PDF Encoding Issues with page-image matching when converting DOCX to PDF

christoph.gmeiner · August 30, 2024, 8:59am

Hi everyone,

we use libreoffice command line to transform several kind of document types into PDF.

When we convert DOCX files, which contain images, to PDF files and then open the PDF file programmatically, e.g. with Python libraries, the matching between pages and images is messed up.

Concrete example:
1 document with 3 pages and 3 images. Every page has one image. When we transform the doc with MS Word to PDF and open it programmatically, we get the exact matching, meaning {page1: image1, page2: image2, page3: image3}.
When doing the same with libreoffice we get {page1: [image1, image2, image3], page2: [image1, image2, image3], page3: [image1, image2, image3]}

Did anyone experience a similar situation and has a potential solution for it?

thanks and best regards

Christoph

mikekaganski · August 30, 2024, 9:02am

A concrete example would be: a sample DOCX; a specific command line to convert to PDF; and exact Python code to check.

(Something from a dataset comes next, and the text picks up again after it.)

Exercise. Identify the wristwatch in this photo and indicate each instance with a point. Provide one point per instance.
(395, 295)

christoph.gmeiner · August 30, 2024, 9:59am

Sorry, here are more concrete examples:
File:
test02.docx (62.0 KB)

CLI command:

libreoffice --headless --convert-to pdf:writer_pdf_Export --outdir test test02.docx

Python Code:



from pypdf import PdfReader

local_pdf_path = "test02.pdf"
temp_dir = "imgs04"
temp_dir_path = "%s/*" % temp_dir
extracted_images = []

files = glob.glob(temp_dir_path)
for f in files:
    os.remove(f)

with open(local_pdf_path, "rb") as pdf_file:
    pdf_reader = PdfReader(pdf_file)

    for page in pdf_reader.pages:
        for img_idx, image_file_object in enumerate(page.images, start=1):

            print(page.page_number)
            print(page.images)
            # create a filename for the image
            img_file_path = (
                    f"page_{page.page_number}_"
                    + f"img_{img_idx}_"
                    + image_file_object.name
            )

            # create a path to the temporary file
            temp_img_file_path = os.path.join(temp_dir, img_file_path)

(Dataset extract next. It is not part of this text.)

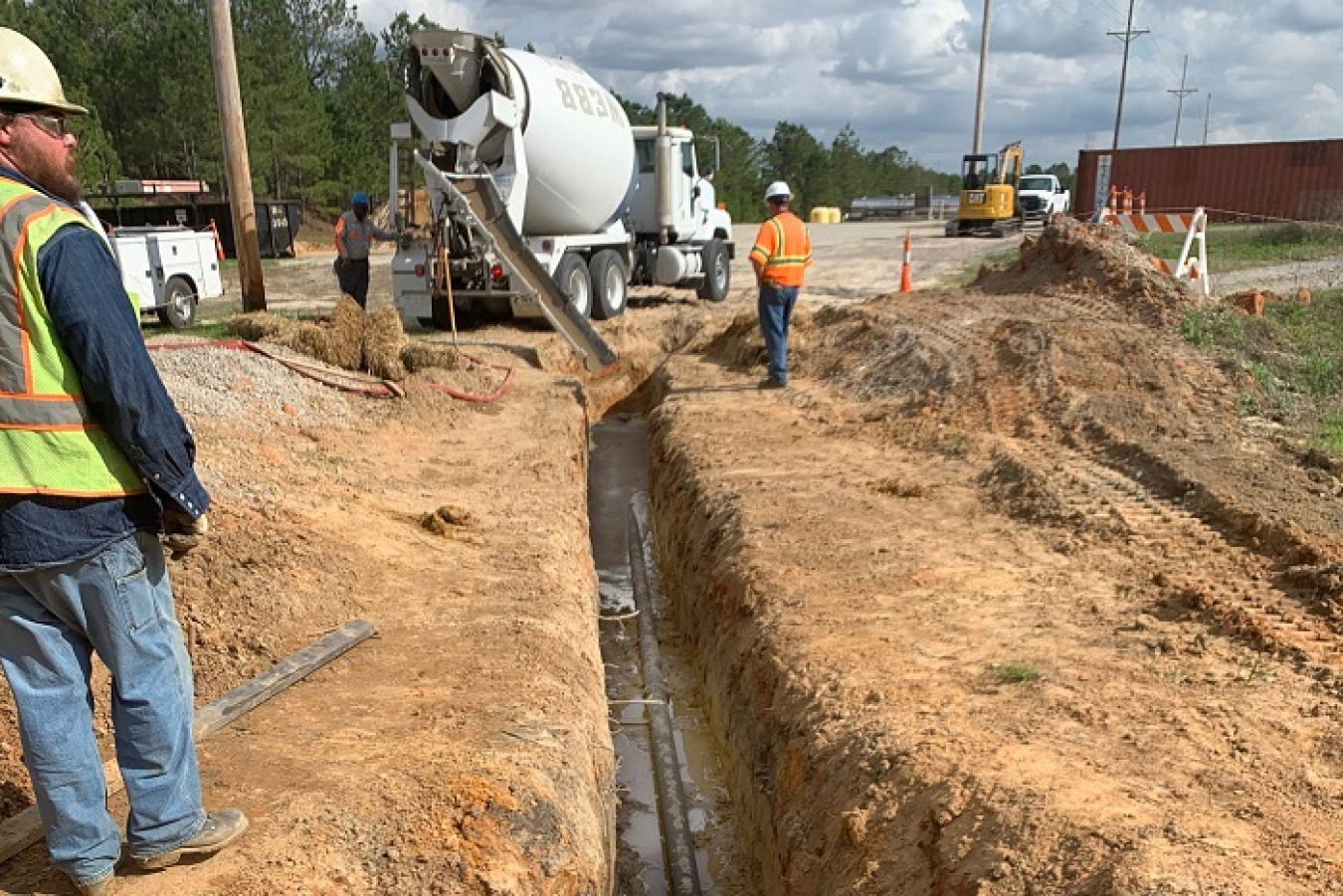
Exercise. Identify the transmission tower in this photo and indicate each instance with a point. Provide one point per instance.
(1184, 91)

            # write the content to the temporary file
            with open(temp_img_file_path, "wb") as fp:
                fp.write(image_file_object.data)

            # Collect the image file path for later upload
            extracted_images.append(temp_img_file_path)

print(len(extracted_images))

Output:

0
[Image_0=/Im11, Image_1=/Im15, Image_2=/Im4]
0
[Image_0=/Im11, Image_1=/Im15, Image_2=/Im4]
0
[Image_0=/Im11, Image_1=/Im15, Image_2=/Im4]
1
[Image_0=/Im11, Image_1=/Im15, Image_2=/Im4]
1
[Image_0=/Im11, Image_1=/Im15, Image_2=/Im4]
1
[Image_0=/Im11, Image_1=/Im15, Image_2=/Im4]
2
[Image_0=/Im11, Image_1=/Im15, Image_2=/Im4]
2
[Image_0=/Im11, Image_1=/Im15, Image_2=/Im4]
2
[Image_0=/Im11, Image_1=/Im15, Image_2=/Im4]
9

ajlittoz · August 30, 2024, 10:06am

I can’t make a statement about macros etc. because I don’t practice them. However, your document is in the easy case: your images are part of the text as characters. You don’t experience then all the difficulties with frames (which don’t exist in DOCX).

mikekaganski · August 30, 2024, 10:52am

Looks like pypdf error (unless proven otherwise). The PDF is shown correctly - I’d say ask pypdf maintainers. Of course, it’s possible that they point to a specific bug in LibreOffice PDF export - then it would be needed to file a bug report.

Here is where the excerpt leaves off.